Extension talks with the big core players also could come into play before markets begin to take shape sometime after May.

And that doesn’t even take into account how the very-much-ongoing pandemic might alter the sport’s landscape at any moment.

So, yes (*checks watch for the last time*), it’s still far too early to start up any rumor mills, much less actual trade talks.

But as sure as this feast-and-famine, slug-and-strikeout lineup will improve after its absurdly poor start, it will struggle again at some other stretch. And as sure as the pitching staff has just enough talent to cobble together some competitive months, there isn’t enough frontline power or enough reliable depth to feel confident, even in the worst division in the majors.

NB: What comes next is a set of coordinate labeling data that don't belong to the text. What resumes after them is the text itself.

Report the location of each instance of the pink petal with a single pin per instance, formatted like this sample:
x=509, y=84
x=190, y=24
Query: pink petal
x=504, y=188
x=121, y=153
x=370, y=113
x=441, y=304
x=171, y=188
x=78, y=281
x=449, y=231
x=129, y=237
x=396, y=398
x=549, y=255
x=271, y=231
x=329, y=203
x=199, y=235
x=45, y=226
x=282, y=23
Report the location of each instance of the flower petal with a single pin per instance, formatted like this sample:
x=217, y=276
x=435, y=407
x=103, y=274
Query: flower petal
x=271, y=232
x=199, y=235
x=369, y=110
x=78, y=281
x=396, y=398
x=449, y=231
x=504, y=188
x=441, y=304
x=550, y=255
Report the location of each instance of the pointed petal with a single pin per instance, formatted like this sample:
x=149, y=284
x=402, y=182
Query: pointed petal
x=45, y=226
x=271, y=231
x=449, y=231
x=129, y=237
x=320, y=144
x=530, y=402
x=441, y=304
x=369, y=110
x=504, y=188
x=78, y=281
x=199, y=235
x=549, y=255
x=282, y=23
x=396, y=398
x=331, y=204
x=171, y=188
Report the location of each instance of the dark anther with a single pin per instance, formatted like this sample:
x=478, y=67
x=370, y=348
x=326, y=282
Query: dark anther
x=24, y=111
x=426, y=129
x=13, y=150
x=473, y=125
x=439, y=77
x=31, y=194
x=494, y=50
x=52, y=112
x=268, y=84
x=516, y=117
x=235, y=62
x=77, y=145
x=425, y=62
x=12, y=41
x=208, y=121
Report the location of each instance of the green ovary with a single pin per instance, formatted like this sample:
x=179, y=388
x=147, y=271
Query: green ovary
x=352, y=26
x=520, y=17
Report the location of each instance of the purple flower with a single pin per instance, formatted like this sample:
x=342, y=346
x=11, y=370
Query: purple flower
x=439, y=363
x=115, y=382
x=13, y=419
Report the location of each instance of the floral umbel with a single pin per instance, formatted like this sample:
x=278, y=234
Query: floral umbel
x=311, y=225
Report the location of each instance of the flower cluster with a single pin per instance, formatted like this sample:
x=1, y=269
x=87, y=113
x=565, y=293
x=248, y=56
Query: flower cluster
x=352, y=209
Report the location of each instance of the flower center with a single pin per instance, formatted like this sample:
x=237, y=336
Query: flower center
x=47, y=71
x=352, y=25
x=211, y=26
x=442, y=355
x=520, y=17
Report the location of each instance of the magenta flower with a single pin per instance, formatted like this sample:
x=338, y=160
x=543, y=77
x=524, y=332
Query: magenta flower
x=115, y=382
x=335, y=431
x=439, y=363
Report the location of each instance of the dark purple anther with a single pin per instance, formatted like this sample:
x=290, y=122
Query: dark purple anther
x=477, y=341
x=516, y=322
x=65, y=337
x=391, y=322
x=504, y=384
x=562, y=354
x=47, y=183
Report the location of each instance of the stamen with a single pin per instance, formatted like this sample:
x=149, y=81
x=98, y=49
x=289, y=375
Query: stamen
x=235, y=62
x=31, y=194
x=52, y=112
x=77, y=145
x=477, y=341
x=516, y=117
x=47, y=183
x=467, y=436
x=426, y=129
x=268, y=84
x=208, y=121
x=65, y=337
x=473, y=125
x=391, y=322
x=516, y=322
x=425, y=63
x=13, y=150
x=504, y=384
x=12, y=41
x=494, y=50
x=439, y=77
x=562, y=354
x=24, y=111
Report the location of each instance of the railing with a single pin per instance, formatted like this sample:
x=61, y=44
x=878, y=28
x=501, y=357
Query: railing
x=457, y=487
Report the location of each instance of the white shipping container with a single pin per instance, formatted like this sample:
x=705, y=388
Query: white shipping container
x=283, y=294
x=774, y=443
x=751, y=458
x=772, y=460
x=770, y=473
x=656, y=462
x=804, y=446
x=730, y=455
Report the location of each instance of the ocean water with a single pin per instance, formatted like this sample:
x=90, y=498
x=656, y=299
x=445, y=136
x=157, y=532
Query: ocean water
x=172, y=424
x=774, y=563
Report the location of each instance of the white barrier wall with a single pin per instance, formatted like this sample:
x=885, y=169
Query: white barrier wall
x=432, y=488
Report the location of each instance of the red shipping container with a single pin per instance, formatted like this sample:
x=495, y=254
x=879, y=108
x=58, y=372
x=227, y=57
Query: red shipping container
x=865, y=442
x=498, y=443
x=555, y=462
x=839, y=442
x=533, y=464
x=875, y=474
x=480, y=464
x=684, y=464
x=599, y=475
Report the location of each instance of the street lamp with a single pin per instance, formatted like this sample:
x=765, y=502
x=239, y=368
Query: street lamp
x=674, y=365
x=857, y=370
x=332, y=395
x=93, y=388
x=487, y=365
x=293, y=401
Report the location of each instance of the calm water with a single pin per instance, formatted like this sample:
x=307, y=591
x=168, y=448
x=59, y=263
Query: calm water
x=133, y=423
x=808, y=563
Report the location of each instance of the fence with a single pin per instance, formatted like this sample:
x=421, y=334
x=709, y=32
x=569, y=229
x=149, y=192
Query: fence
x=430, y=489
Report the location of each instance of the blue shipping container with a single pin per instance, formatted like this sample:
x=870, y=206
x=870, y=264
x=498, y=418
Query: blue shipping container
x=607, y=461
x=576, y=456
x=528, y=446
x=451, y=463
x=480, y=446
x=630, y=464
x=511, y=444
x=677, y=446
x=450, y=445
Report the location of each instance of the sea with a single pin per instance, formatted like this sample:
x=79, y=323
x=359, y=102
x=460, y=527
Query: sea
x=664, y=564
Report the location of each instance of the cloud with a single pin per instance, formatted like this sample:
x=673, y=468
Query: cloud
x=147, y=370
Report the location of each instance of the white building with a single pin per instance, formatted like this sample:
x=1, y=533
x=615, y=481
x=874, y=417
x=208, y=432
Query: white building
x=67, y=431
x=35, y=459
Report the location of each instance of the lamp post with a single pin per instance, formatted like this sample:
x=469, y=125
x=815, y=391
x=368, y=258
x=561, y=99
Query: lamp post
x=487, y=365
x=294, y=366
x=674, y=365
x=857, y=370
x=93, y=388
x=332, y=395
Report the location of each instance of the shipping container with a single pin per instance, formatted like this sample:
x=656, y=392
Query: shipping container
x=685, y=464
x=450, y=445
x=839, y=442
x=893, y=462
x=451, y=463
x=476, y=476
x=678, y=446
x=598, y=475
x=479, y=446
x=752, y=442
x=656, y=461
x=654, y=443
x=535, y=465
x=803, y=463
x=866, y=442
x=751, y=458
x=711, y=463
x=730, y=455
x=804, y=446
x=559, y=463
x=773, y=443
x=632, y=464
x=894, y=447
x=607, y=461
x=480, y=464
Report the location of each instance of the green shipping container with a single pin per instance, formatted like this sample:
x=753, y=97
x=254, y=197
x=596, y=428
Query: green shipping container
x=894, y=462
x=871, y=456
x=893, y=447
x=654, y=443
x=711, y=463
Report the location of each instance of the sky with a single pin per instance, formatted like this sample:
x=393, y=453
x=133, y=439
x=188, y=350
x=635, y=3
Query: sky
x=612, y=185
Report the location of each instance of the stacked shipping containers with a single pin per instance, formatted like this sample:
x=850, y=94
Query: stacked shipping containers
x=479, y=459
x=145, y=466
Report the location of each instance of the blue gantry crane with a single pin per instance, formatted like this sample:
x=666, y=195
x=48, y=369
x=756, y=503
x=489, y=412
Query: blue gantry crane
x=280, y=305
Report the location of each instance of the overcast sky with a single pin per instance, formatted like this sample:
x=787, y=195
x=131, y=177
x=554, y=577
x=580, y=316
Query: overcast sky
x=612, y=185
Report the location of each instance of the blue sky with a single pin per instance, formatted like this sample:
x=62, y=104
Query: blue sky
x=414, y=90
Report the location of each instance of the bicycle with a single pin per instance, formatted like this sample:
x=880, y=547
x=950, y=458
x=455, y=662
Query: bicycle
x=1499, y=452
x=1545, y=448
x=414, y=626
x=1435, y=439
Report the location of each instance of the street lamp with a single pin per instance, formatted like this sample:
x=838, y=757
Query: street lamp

What’s left of quite possibly the most significant core group of players in franchise history needed a better start, even through 12 games, to write the beginning of a new chapter in a continuing run of success.

Instead of what looks increasingly like the end of an era with a final chapter long since written.

“We should be talking about what things we can do as a front office, what things we can do as a coaching staff to get better,” Hoyer said. “There’s adjustments that can be made. … That’s my focus on a day-to-day basis.”

No doubt. Because as sure as that might shake a team out of a slump, that’s also how to raise trade value in a certain 18 or so players.